Being interviewed for many people means being in a pressure cooker. The stress can often overwhelm even the coolest of people. Whether you are talking with a human resources manager or a reporter, it’s important to balance poise with being yourself and showing yourself in a positive light.
When a reporter is interviewing a news-maker, the reporter is going for the sound bite. He or she wants information, yes, but he or she wants that information explained in a captivating way. Face it, you don’t want to read in the newspaper, online or see on TV or hear on the radio that “My company is the best at everything.” The reporter wants to know what’s really going on behind those closed doors. The news-maker may be asked, “What’s it been like to work in a company that’s had so much turmoil in the past few months?” The response should be thoughtful – yet provide good information and a good sound bite for the reporter and the public. Something like this could work: “This has been a challenging time for the company. There have been moments when we didn’t think the company would make it – but we have gotten through what we hope is the worst of these challenges and we’re moving forward.” There might be more details in a real scenario – but it’s important to stay away from negativity. The second you say something negative, that is what will be pounced on. That negative comment could end up being the lead of the story.

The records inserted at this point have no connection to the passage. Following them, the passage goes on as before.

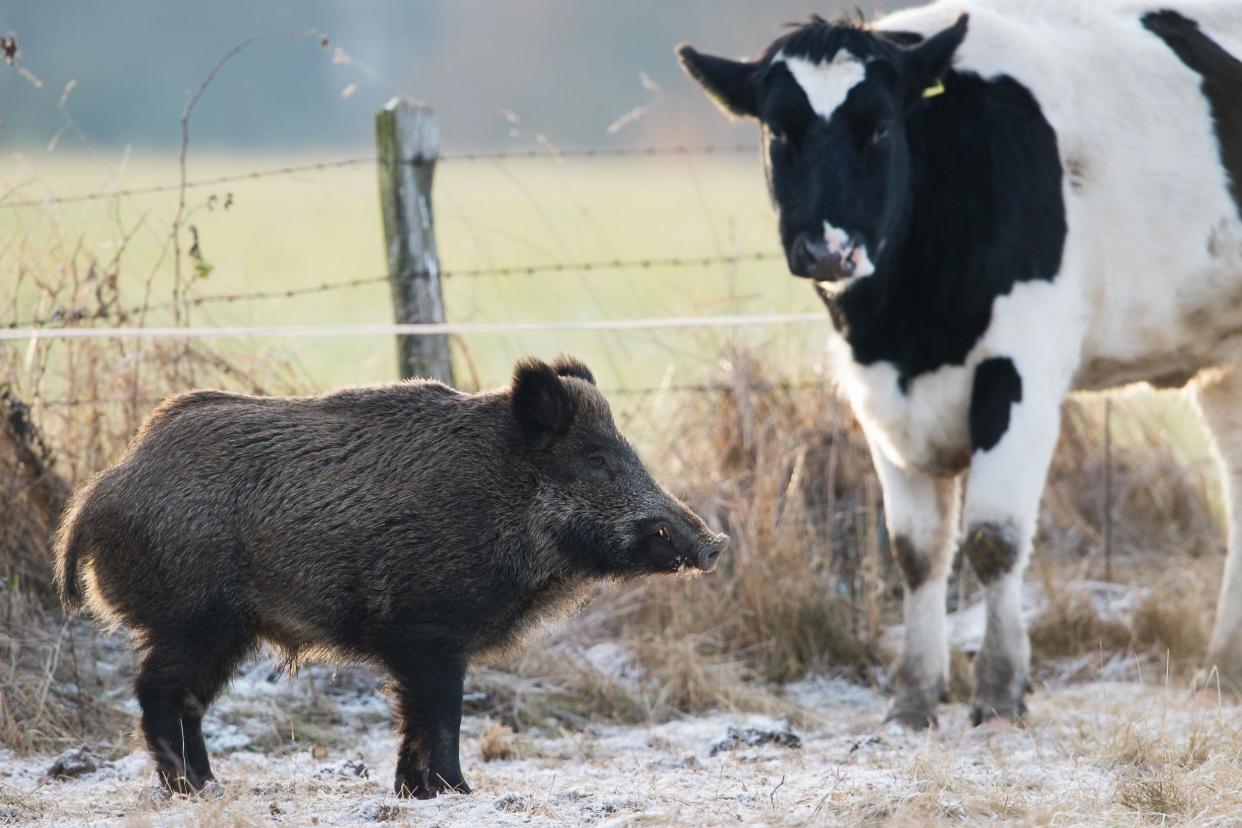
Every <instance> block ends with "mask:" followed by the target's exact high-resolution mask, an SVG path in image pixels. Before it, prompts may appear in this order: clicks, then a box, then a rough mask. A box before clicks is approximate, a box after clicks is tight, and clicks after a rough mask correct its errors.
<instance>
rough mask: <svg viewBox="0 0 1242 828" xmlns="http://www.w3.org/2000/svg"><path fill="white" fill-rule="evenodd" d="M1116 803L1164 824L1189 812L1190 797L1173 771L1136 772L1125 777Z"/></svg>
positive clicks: (1183, 782)
mask: <svg viewBox="0 0 1242 828" xmlns="http://www.w3.org/2000/svg"><path fill="white" fill-rule="evenodd" d="M1117 801H1118V802H1119V803H1120V804H1123V806H1125V807H1126V808H1130V809H1131V811H1135V812H1138V813H1139V814H1141V816H1144V817H1148V818H1150V819H1156V821H1164V819H1166V818H1170V817H1181V816H1185V814H1186V813H1189V812H1190V807H1191V794H1190V793H1189V792H1187V791H1186V786H1185V780H1184V778H1182V777H1181V776H1180V775H1177V773H1174V772H1167V771H1165V772H1158V773H1139V775H1134V776H1130V777H1128V778H1125V780H1124V781H1123V782H1122V783H1120V785H1119V786H1118V791H1117Z"/></svg>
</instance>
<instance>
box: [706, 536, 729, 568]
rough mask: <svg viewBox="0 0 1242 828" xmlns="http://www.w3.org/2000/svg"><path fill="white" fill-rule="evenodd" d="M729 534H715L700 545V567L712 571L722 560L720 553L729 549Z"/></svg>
mask: <svg viewBox="0 0 1242 828" xmlns="http://www.w3.org/2000/svg"><path fill="white" fill-rule="evenodd" d="M729 542H730V540H729V536H728V535H725V534H724V533H720V534H719V535H715V536H713V538H710V539H708V540H707V542H704V544H702V545H700V546H699V554H698V567H699V569H700V570H703V571H704V572H710V571H712V570H714V569H715V565H717V564H719V562H720V555H723V554H724V550H727V549H729Z"/></svg>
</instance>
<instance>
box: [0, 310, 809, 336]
mask: <svg viewBox="0 0 1242 828" xmlns="http://www.w3.org/2000/svg"><path fill="white" fill-rule="evenodd" d="M823 322H825V315H823V314H822V313H774V314H755V315H744V314H737V315H719V317H643V318H632V319H594V320H579V322H508V323H491V322H446V323H414V324H397V323H383V324H380V323H375V324H353V325H250V326H247V325H221V326H212V328H6V329H0V341H14V340H29V339H36V340H53V339H221V338H229V339H248V338H255V336H272V338H302V336H433V335H437V334H447V335H453V334H456V335H468V334H510V333H524V334H538V333H564V331H581V330H666V329H696V328H765V326H774V325H799V324H822V323H823Z"/></svg>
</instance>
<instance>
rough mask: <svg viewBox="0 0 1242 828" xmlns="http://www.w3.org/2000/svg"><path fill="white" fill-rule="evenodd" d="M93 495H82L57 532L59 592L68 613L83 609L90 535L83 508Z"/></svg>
mask: <svg viewBox="0 0 1242 828" xmlns="http://www.w3.org/2000/svg"><path fill="white" fill-rule="evenodd" d="M88 492H89V488H88V489H87V490H86V492H81V490H79V492H78V493H77V494H76V495H75V497H73V498H72V499H71V500H70V504H68V506H66V508H65V514H63V515H62V516H61V525H60V528H58V529H57V530H56V550H55V551H56V590H57V592H60V596H61V603H62V605H65V610H66V611H68V612H77V611H78V610H81V608H82V600H83V596H82V565H83V564H86V562H87V559H88V557H89V554H88V546H89V540H88V538H87V535H88V534H89V531H88V526H87V523H88V521H86V520H83V519H82V511H83V506H84V505H86V502H87V498H86V497H84V495H86V494H87V493H88Z"/></svg>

In a job interview situation, the human resources person or the manager interviewing you also wants to see that you can handle challenging situations with style and grace. take the positive approach when they ask the probing questions. “Why did you leave your last position?” You sure don’t want to go down the negative route here. This surely can be a tough question if you left the position in less than desirable terms. This answer you can surely plan.

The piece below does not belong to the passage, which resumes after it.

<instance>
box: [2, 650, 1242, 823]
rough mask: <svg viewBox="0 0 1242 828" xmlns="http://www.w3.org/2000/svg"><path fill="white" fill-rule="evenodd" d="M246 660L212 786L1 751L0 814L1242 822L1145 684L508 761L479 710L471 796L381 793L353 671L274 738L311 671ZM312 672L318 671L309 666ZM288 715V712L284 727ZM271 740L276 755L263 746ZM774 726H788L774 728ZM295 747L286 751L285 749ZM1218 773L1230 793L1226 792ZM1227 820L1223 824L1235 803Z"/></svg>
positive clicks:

During my time at that company I really got to expand my knowledge in the industry. Now, it’s time for me to take on a new challenge.
I really feel as though I excelled in many aspects of my position. During the changeover in management, I adapted to the new leadership styles and really am confident I held my own during that challenging period.
Sure, these are positive ways to say negative things; it’s really important to show that YOU can be positive. Sometimes in an interview situation, people will try to get you to be negative. Don;t be trapped. Take a breath – and find that lemonade amid all the lemons others throw at you. It’s less toxic and a great exercise that you can practice all the time – in your personal and professional life.